Originally Posted by SugarCube
You're all more skilled than I'll ever be, so I'm wondering what your take on video MA versus in-the-now MA/coaching is? Thanks!
Personally, with students I don't use video for MA per se, I use it for feedback. The difference is, with video, I COULD go in to WAY more detail than the student needs. This is counter productive as generally it just confuses the student. I guess I can also do that with live MA too, but I'm much less likely to. My goal when using video with students is to make them aware of what they are REALLY doing, not what they THINK they are doing. My goal with live MA/feedback is to lock certain feelings into my students subconscious so that they can repeat those movements/feelings when I'm gone.
Here is where video is really useful to a student like you. Quite often I can tell folks to do something until I'm blue in the face.
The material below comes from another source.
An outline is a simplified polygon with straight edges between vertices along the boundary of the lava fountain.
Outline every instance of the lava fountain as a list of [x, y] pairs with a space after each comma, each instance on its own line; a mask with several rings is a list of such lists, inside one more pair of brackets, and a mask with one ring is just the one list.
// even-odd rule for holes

Depending on the student, they may, or may not make a change just based up my words to them. Often, you'll tell someone to do (or not do) something, anything, and they will say "I am" or "I'm not." That may or may not be reality. The ability to make these changes, make the moves, and feel what I need them to generally goes back to ones base learning style.
When you have the ability to SHOW someone exactly what they are doing (or not doing) at a specific time in space, then hopefully they can make the mental jump as to what that movement is, what it takes to do it and what it feels like when it's done correctly. It works very well for the folks that are primarily thinkers and visual learners. For do-ers and feelers, the get bored with video rather quickly. These two groups respond much better to live MA and feedback. As a result, I rarely (never) use video in a group situation (for productivity and time concerns.) Sometimes, I'll shoot video in a group lesson(with my digital camera) and watch the video with a particular student 1 on 1 after the lesson.
So in short, video works well when done hand in hand with "live" MA and feedback.